We have witnessed plenty of thrusts and parries and potshots since the Supreme Court gunned down the District’s “toughest in the nation” firearms ban a few weeks ago. Lawyers and politicians and zealots on both sides of the ever-heated issue of gun rights have been shooting off their mouths. Congress has been making mischief. The mayor and the D.C. Council have changed the local law to make it comply with the Supreme Court’s decision. Legal challenges will ensue.

One D.C. resident knows what to do.

“I’m going to the gun show Saturday,” Irving Parker told me yesterday. That would be the gun show at Prince George’s County’s Equestrian Center.

“I’m going to look around and see what I need,” Parker said. “Yes sir — I’m going to get me a gun.”

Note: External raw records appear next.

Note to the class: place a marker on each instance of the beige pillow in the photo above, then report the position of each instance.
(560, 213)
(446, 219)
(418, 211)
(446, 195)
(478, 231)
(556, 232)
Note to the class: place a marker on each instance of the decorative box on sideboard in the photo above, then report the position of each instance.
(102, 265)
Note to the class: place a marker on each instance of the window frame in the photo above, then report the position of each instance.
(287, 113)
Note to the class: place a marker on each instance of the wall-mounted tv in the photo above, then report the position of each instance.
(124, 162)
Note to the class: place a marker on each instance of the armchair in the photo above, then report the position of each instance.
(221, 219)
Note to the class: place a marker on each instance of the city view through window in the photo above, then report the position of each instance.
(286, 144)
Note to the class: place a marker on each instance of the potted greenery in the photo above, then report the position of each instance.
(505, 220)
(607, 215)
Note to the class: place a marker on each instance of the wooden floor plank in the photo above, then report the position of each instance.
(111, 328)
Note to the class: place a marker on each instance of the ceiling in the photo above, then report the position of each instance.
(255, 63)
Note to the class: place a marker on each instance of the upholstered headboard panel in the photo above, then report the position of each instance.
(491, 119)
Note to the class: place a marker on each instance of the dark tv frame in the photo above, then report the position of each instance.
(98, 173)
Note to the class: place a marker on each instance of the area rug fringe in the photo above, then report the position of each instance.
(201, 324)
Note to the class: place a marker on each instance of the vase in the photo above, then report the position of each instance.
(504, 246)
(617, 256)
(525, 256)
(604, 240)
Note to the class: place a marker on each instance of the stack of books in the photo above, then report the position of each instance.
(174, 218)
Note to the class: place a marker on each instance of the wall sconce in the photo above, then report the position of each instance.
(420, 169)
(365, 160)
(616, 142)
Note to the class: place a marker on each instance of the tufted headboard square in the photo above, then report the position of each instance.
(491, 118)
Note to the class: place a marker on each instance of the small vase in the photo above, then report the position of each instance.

You don’t get much more D.C. than Irving Parker. If they were to build a monument to the generation of Washingtonians born and raised and schooled in the District during the 1950s and ’60s, a statue of the stout, square-shouldered Mr. Parker could take center stage.

He grew up in the neighborhoods just across the Anacostia River and worked in the family store — Suburban Market. And when his father, Sam Parker, was ready to step down, he handed down the storefront market on Sherriff Road, on the District’s eastern border by Prince George’s.

Every morning Parker opens the store for business; every day he wonders whether another gunman will walk through the door and put the wrong end of a barrel to his head. He’s survived at least two robberies.

“The police never come by,” Parker tells me. “I don’t have any protection from the criminals. I don’t need a gun at home. I need one here. What does the law say about a situation like mine? I’m sitting here in the dark.”

The light is harsh. Under the old law, neither residents nor business owners could register a handgun. The new law would allow residents to legally own a handgun and use it for self-defense, but business owners are still (self-) defenseless.

Stores get held up all the time. We often read about a shopkeeper shot in the course of a robbery. Judging from the flak already filling the air about the gun law, the fact that shop owners need protection will not be part of the conversation.

Instead, zealots will joust over inane and arcane disputes about whether D.C. has the right to ban semiautomatic weapons. My guess is this legal gunplay will occupy lawyers and judges for the next decade. Meanwhile, Irving Parker has already drawn his personal line of fire.

“I would rather be telling a judge why I did this or that,” he says, “as opposed to lying in a casket.”

A tough choice, but a logical one — which should be a legal one.